第27話【アンデットの群れ】
もちろん誤解の程度にもよるんだけど、それ以上ってなるともう謝り続けるしかないって、以前土岐が言ってた。『自分が良いとか悪いとか、そんなの関係ねーから』、って
言ってた。
そう言った意味では土岐って僕なんかよりもっと遠く、先の未来に生きてるな、ってちょっと尊敬してしまうよ。
さて、葉山との信頼回復もできた事だし、続きを見ないとね。
で、最初の方で総崩れのD &Dだけど、左方さんとか石にされてるね。あ、フアナさんがいる。西木田くんも樹脂化してる。
壊滅したD &Dの戦力の無効化を確認すると、今度はためらいも無く、斬っても斬っても数を増やして行くゾンビ化したモンスターは英雄陣に襲いかかっ行く。
あ、三笠竜ゾンビもいるねえ。温泉ゾンビもいる。
英雄陣も結構な人数で、その一人一人がそれなりのスキル持ちなんだろうけど、その大型ゾンビで簡単に蹴散らかされてしまう。
そして、なんと言っても、その英雄陣の代表らしき男の子が、簡単に倒されて、続いて、土岐が苦戦したと言うか敗北したNO,2の女の子も簡単に倒されてしまう。
一応、英雄陣の人たちの為にも言っておくけど、彼等は間違いなく強いよ。
きっとNO,2の女の子ですら、D &Dの左方さんと西木田君が二人でも勝てたかどうかくらい、きっとそのリーダー。悲鳴もあげられず、アンデットの軍勢に飲み込まれてしまった人だからどんなスキルがあるかわからないけど、きっと強いと思う。
その能力を発揮する前に、終わってしまったけど。
ネクロマンサー二人を指揮官に持つアンデット軍団は確かに怖いなあって思ったよ。
でも、多分だけど、辰野さんと一心さんがいたら攻略はできたかもとは思う。
そんな英雄陣がどうして総崩れしてしまったのかと言うと、それは徹底的な『経験不足』。
彼等は、確かに強いけど、対モンスター戦を知らな過ぎる。
特にNO,2の女の子は、斬撃特化のあまり、普通に人相手なら一撃必殺の斬って終わりの形になってる。
対人戦闘なら、それもいいけど、モンスターで、しかも相手はアンデットだから、斬ってもその後があるんだよ。
致命傷って言葉は、命の無い相手には通用しないし、まして痛みすら感じる事は無い、意識も無いから恐怖もなく、だた、淡々と、まるで、水槽に水を貯めるが如く、どこからともなく沸いてできたアンデットは英雄陣という色を、不死者色に入れ替えて行く。
状況はまだ決着って形を見せる前に、英雄陣から一つの悲鳴が上がる。
そこで、この戦線は決定的な物になった。
概ね、自分達のスキルが全く通用しないと思った英雄陣は総崩れになる。
よく考えれば、やり方によっては、あれだけの数のスキル持ちだから有効な手立てはあったかもしれない。
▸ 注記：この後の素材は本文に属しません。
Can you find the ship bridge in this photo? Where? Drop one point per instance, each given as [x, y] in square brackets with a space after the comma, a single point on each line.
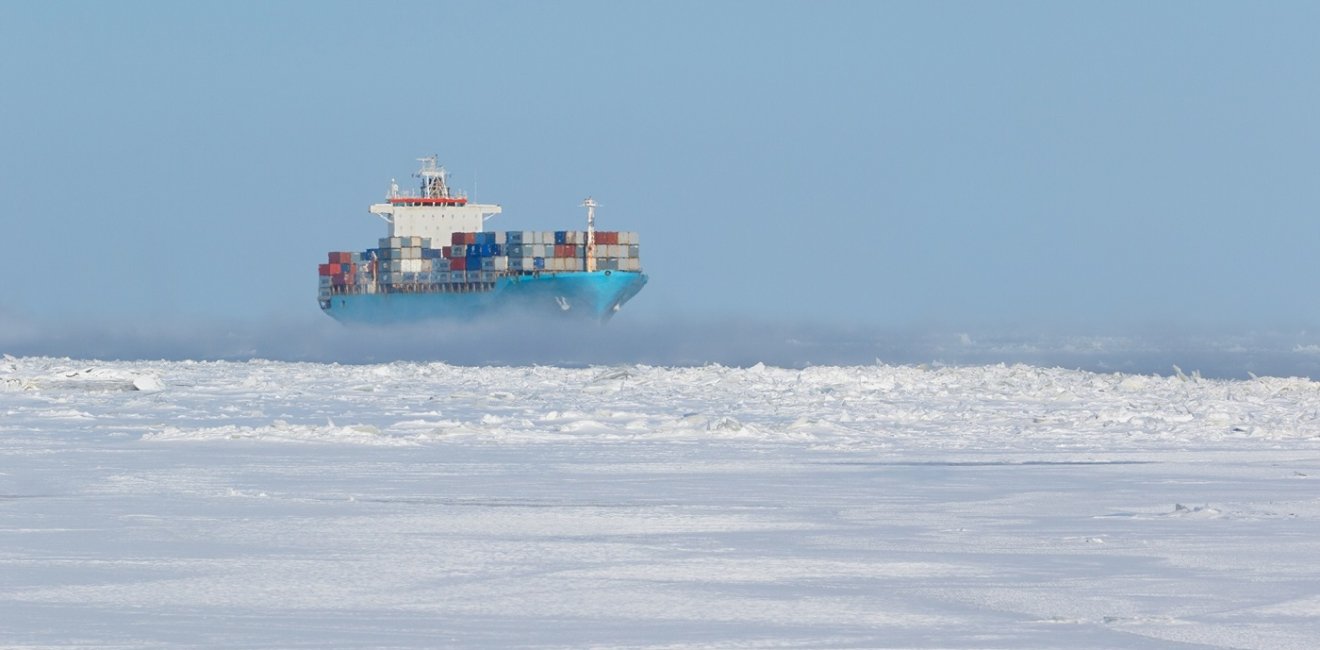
[434, 210]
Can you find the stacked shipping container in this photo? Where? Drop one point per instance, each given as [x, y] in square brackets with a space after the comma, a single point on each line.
[471, 260]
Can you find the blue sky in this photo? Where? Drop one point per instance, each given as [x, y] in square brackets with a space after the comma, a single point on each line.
[904, 164]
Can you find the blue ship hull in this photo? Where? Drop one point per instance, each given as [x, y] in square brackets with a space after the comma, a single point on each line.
[580, 295]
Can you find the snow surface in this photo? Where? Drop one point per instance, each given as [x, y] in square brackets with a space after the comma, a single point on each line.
[427, 505]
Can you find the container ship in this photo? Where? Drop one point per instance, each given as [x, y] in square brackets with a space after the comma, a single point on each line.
[438, 262]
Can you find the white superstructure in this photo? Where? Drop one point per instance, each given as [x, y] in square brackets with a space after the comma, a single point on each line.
[434, 212]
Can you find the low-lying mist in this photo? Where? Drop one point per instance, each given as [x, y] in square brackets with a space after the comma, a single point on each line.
[667, 342]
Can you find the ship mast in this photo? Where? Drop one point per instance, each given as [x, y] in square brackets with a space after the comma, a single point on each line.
[432, 179]
[590, 233]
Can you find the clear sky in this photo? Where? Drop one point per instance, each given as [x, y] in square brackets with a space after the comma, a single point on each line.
[956, 164]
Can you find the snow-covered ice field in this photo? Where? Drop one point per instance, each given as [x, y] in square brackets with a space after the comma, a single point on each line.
[425, 505]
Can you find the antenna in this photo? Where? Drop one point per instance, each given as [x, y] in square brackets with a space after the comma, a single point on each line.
[590, 233]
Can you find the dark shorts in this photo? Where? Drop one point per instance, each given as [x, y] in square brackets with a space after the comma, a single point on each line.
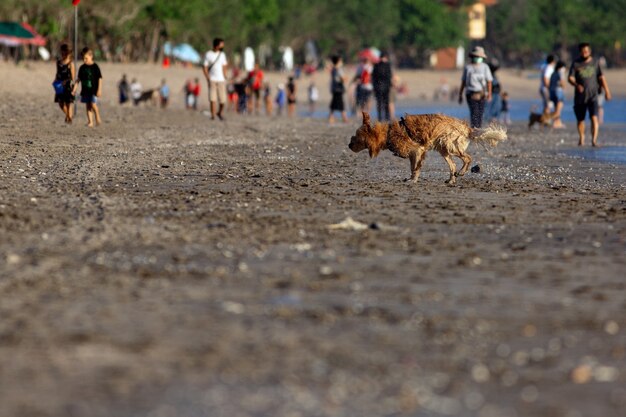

しかし。ネクロマンサー夫婦によって、まず、リーダーを潰された彼等にもう成すすべはない。
ものの数分にして、風の砦付近の戦闘は終了する。
そして、意外なことに、英雄陣のリーダー格と、NO,2の女の子は普通に生きいて、アンデット集団が去った後、その広い深階層1階の広場で、立ち上がっていた。
あとで聞いた話だと、彼等はただ押さえつけられていただけって話らしいんだ。
今後の為にも、親切にこの北海道ダンジョンって物を理解してもらおうと言う、桃井君の計らいらしい。
とても不理解な顔をして、互いに顔を見合わせている。
どうして自分達が生きているのかもわからないと言った感じで、誰もいなくなったその場所にただ立ちすくんでいた。
その彼等が、じっと凝視する方向の、まるで果ての闇から現れるよに、そのハイエンシェントモンスターな彼女は現れた。
青い肌、そして、最近はセイコマートの豊富絞りによってアンデットとは思えないほどの血色の良い、健康的な笑顔、だけど、ここにきてのそんな彼女の表情は余計に不気味に見えるよ。